The Facts
Prop D would sharply raise an existing San Francisco gross receipts tax starting in 2027. That means it taxes sales attributed to San Francisco, not profits, and for most affected companies the rate would jump by about 800%. These higher costs will mostly be passed on to consumers and reflected in higher grocery, pharmacy, food, and retail prices.
This so-called "CEO tax" doesn't actually tax CEOs - it taxes your groceries.
The Context
Businesses with low margins, like grocery stores, pharmacies, and retailers, will be impacted the hardest. The food retail industry’s average net profit margin was just 1.6% in 2023, according to FMI, so a tax on total sales hits especially hard.
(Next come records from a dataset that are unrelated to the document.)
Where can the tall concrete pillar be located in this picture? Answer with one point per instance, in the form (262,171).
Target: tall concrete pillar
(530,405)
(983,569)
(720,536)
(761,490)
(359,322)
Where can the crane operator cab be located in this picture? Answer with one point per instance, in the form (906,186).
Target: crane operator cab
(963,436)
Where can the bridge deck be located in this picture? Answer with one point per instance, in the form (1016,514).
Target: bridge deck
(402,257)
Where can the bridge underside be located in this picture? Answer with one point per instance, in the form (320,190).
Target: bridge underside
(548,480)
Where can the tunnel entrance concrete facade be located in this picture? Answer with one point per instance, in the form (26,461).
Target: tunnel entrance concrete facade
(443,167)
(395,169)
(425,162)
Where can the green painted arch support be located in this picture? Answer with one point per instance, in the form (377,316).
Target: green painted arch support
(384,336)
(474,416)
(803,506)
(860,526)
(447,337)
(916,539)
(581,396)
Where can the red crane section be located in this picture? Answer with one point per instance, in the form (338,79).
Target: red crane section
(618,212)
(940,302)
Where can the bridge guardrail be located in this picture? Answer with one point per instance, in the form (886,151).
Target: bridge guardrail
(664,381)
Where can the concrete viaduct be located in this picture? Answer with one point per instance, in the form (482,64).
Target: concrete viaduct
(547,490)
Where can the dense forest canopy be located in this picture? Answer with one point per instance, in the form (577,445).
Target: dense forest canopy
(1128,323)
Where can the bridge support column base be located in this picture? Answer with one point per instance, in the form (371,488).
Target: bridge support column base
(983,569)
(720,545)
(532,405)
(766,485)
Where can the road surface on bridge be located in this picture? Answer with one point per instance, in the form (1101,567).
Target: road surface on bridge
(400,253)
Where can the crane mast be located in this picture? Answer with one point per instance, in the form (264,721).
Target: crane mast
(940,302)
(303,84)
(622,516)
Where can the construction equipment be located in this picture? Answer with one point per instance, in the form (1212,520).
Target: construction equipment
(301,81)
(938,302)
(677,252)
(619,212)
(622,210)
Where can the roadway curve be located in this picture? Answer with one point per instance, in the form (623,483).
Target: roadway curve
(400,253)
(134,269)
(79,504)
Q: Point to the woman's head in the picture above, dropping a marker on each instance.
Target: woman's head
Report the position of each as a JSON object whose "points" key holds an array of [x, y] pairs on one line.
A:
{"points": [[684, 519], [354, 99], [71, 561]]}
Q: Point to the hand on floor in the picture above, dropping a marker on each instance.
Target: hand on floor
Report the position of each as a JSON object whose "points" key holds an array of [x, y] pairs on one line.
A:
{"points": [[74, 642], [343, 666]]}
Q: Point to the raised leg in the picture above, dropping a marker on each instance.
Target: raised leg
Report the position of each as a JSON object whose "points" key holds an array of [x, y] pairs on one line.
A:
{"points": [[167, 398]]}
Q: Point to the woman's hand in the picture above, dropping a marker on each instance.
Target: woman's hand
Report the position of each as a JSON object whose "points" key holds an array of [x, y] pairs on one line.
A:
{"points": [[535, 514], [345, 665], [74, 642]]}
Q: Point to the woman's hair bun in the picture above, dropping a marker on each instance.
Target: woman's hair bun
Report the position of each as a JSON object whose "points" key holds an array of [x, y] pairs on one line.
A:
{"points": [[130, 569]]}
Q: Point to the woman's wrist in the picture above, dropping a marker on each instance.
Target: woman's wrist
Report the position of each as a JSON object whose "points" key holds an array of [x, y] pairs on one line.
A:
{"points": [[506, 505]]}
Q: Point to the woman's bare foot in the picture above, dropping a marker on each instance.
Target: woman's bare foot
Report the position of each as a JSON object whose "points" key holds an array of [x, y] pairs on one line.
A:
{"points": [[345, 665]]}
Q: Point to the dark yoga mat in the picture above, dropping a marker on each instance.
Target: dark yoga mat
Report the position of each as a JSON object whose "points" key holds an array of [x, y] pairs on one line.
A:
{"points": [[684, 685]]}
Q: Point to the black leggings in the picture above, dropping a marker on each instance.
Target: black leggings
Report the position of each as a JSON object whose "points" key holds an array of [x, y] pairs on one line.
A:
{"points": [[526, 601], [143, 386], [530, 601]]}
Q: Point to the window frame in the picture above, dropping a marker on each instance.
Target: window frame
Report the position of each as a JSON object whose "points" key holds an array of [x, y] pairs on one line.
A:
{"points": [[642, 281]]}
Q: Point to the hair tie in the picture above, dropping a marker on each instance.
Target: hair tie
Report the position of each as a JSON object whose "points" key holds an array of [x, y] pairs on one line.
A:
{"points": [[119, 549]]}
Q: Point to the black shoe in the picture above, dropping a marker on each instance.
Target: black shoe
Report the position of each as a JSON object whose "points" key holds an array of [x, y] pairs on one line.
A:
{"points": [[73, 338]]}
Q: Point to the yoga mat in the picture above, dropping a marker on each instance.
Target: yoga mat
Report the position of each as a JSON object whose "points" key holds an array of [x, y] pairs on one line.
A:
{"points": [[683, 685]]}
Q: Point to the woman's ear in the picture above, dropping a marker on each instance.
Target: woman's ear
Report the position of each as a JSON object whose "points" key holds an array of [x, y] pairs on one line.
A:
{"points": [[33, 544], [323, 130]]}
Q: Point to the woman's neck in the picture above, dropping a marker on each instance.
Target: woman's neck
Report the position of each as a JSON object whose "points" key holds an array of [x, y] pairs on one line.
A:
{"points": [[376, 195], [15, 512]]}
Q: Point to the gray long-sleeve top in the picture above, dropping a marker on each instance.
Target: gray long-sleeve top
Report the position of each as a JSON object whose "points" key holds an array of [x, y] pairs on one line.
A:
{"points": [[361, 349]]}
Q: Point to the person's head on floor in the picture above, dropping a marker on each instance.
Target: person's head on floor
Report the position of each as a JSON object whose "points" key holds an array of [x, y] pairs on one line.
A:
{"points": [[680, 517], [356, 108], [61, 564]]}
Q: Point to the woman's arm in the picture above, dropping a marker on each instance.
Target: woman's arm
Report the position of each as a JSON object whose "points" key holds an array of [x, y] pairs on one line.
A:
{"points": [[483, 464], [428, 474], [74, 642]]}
This will be the fifth time since 2018 a ballot measure altered the gross receipts tax. 2018's effort caused Stripe and other employers to leave the city. 2024's Proposition M fixed a number of problems with 2018's version, but 2026's Prop D will bring the problems back and make the rates even more punitive.
The GrowSF Take
GrowSF recommends voting no on Prop D. San Francisco should not make groceries, household basics, and other everyday purchases more expensive with a large new tax on sales.
And we MUST stop screwing around with taxes at the ballot box so much. Tax policy is complicated and both businesses and individuals need stable and predictable tax policy in order to plan their own lives and investments. Thrashing rates up by 800% doesn't serve anyone's interests, it just makes San Francisco harder to exist in.